Try another one. Feed in Ethernet and out comes LAN emulation—almost as fast as 100-Mbit/s Ethernet, as long as you don't try giving it any multicast traffic (although I wouldn't try squeezing the driver into boot ROM). And guaranteed to offer hours of fun to the IS department as it whittles away those dull weekend hours attempting to configure it.

Now this is all well and good and perfectly normal. The real problem came when someone perverted the process. I think an engineer must be to blame. One of those rare misfits who traversed the chasm to marketing but became embittered when he didn't get invited to those exotic places where the cool, way cool, standards people go.

Instead, he was left behind to feed reality into the great ATM Marketing Machine. Being very bright, but somewhat lazy, he figured that if he took the virtual reality output from the great ATM Marketing Machine, delayed it just a tad, and then fed it back into the input he wouldn't need to stoke the Machine with reality any more—saving considerable effort.

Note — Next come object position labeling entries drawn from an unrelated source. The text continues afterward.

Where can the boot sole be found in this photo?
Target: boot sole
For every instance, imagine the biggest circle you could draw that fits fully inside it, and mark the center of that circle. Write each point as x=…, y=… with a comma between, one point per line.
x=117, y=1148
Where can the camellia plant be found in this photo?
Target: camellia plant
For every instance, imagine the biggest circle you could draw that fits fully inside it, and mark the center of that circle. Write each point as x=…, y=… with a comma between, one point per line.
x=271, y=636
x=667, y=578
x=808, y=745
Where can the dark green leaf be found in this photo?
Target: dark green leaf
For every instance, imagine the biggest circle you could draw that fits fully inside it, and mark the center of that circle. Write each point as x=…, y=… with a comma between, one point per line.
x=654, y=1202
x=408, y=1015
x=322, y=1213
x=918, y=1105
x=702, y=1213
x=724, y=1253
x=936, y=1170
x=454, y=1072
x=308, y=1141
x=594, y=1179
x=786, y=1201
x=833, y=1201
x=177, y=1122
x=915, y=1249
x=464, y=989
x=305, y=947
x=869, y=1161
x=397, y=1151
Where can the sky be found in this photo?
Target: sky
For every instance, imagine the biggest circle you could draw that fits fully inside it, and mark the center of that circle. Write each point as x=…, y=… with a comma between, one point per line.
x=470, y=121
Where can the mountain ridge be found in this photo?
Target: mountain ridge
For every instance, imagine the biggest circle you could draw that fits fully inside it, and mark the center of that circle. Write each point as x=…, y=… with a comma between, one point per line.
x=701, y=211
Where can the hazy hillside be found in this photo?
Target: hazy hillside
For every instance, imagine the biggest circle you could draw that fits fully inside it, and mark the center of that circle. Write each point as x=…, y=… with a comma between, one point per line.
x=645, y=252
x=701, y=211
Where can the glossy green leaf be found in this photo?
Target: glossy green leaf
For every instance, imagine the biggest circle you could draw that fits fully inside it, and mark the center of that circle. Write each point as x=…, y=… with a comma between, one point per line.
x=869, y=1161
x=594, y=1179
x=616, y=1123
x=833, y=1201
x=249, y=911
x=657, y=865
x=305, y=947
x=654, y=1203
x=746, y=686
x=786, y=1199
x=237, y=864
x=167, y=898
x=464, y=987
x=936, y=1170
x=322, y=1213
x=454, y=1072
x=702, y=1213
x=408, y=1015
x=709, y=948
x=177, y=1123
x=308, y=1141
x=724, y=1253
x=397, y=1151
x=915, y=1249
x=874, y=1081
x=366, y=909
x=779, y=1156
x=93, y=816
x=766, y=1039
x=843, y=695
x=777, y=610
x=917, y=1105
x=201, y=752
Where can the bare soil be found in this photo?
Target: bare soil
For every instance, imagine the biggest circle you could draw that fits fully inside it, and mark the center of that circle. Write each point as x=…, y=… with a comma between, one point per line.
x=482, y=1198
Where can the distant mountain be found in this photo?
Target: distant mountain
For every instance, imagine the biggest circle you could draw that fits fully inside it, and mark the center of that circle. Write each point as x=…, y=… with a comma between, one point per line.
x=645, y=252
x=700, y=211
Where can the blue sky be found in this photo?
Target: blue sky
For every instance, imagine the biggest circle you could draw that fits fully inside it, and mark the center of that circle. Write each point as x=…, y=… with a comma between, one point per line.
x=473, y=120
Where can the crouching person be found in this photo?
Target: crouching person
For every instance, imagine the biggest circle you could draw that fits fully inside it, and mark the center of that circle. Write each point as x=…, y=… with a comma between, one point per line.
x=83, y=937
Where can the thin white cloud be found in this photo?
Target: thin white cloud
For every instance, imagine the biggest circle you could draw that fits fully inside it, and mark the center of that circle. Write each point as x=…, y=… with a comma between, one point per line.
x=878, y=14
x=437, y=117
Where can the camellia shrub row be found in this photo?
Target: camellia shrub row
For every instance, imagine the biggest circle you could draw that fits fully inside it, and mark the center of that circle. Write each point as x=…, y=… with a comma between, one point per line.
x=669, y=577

In so doing he achieved the legendary Perpetual Marketing Machine (PMM). As long as the cash flow is maintained the output is sustained. It gets a little thin on reality after a while, but the strange thing is when everyone returned from their meeting at one of those wild and exotic places, nobody noticed the difference.

Now I realize all this sounds a little farfetched, but how else can you explain the emergence of the Cells In Frames (CIF) proposal? Let's check that I have this straight. I take a packet, the sort I could wrap in an Ethernet frame and ship onto the wire using less than 2,000 lines of driver code. Instead, I feed it into 10,000 lines of LAN emulation client that my sys admin has configured (correctly, if I'm lucky). Then I ask for a VCI—using 40,000 lines of signaling code. And when I get one I shred the packet—remember the packet?—into lots of little cells and wrap them in an Ethernet frame.

Finally, I transmit the resulting packets-in-cells-in-frame over my Ethernet wire (the sort that could be carrying perfectly serviceable Ethernet packets) and send them to an ATM switch that is offering LAN emulation service. That's right—an ATM switch that is in fact pretending to be an Ethernet (and not a very good one at that). And I'm doing all this because integrated voice/data is the killer application?

It is indeed a killer application. The integrated voice/data path is littered with small corporate gravestones and not an insignificant number of less-than-amazingly-popular standards: FDDI II, DQDB, and IEEE 802.9, for example. If you really want integrated voice/data why not use iso-Ethernet? At least it doesn't rely on virtual reality.

Cells In Frames reads like an epitaph to me. I could be wrong. It would not be the first time. And maybe it is foolish of me to burn my bridges, but then we all know bridging is a limited solution. If you really want to fly, try IP switching.